Before the pandemic, legislation required many telehealth visits to still occur in a medical facility for their virtual appointment through sophisticated HIPPA-compliant platforms. Regulations loosened once the pandemic hit and now patients are able to use Zoom, Skype or some other platform to meet with providers from their living room couch.
Medicare and Commercial payors were quick to realize that many providers could exclusively see patients this way. Where former billing guidelines required a 02 Place of Service Code, a regular 11 Office Place of Service code was allowed. This meant providers would be reimbursed at their normal Evaluation and Management rates, rather than the reduced Telehealth visit.
Since then, it has been a waiting game for many providers. Commercial payors keep setting then extending the deadlines for when they will revise their pandemic exceptions. As COVID cases finally start to decline in the U.S., the healthcare communally holds their breath as the winter months come, hoping to avoid another spike in cases that were seen during the winter months last year.

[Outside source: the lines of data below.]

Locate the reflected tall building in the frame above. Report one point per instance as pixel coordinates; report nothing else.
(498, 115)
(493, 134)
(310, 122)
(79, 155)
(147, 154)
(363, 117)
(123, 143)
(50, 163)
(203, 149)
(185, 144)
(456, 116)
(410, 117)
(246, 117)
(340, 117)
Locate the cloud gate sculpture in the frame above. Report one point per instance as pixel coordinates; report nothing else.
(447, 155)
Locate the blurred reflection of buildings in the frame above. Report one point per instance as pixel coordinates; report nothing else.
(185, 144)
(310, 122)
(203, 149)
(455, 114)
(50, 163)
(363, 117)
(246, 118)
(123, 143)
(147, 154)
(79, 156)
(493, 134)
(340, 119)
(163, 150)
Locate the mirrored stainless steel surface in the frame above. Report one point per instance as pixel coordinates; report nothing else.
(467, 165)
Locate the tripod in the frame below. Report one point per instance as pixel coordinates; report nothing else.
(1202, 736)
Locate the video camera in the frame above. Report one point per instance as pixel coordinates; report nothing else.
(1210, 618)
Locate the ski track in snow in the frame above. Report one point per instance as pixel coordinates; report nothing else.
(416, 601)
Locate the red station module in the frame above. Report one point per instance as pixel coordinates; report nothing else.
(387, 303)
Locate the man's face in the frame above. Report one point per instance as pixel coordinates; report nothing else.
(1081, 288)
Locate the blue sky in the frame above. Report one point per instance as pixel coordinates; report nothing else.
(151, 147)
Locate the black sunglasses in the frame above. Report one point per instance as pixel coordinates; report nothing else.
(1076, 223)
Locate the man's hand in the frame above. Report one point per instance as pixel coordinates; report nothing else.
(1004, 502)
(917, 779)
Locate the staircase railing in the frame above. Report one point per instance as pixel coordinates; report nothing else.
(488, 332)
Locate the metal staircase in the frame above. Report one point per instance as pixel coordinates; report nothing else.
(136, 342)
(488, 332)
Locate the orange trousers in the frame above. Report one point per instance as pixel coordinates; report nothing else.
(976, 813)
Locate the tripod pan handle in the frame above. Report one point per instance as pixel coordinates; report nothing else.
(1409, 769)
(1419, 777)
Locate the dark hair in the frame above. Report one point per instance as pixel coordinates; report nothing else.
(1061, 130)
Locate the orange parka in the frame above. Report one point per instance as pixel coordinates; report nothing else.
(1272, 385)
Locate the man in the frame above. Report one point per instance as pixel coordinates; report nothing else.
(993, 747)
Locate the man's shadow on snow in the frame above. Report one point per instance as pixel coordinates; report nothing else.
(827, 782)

There is no way, then, for providers to know when what has become a new business model, will suddenly go back to pre-pandemic times. Some providers have started to charge for Telehealth services, regardless of insurance coverage.
We are seeing this business model pop up across the internet nationwide. Virtual practices can cover basic visits for regular illnesses like colds or UTI’s. They are even able to submit prescriptions for you. You just pay a flat fee per visit. Other specialties, like psychology, are offering virtual counseling sessions and medication management visits for a monthly or yearly rate.
Both lawmakers and commercial payors will need to realize that there is most likely no going back for patients who have become used to telehealth. As people start going back to work and have childcare issues, transportation problems or other barriers to health, they will continue to demand the ease of telehealth visits. Lawmakers and payors will need to catch up.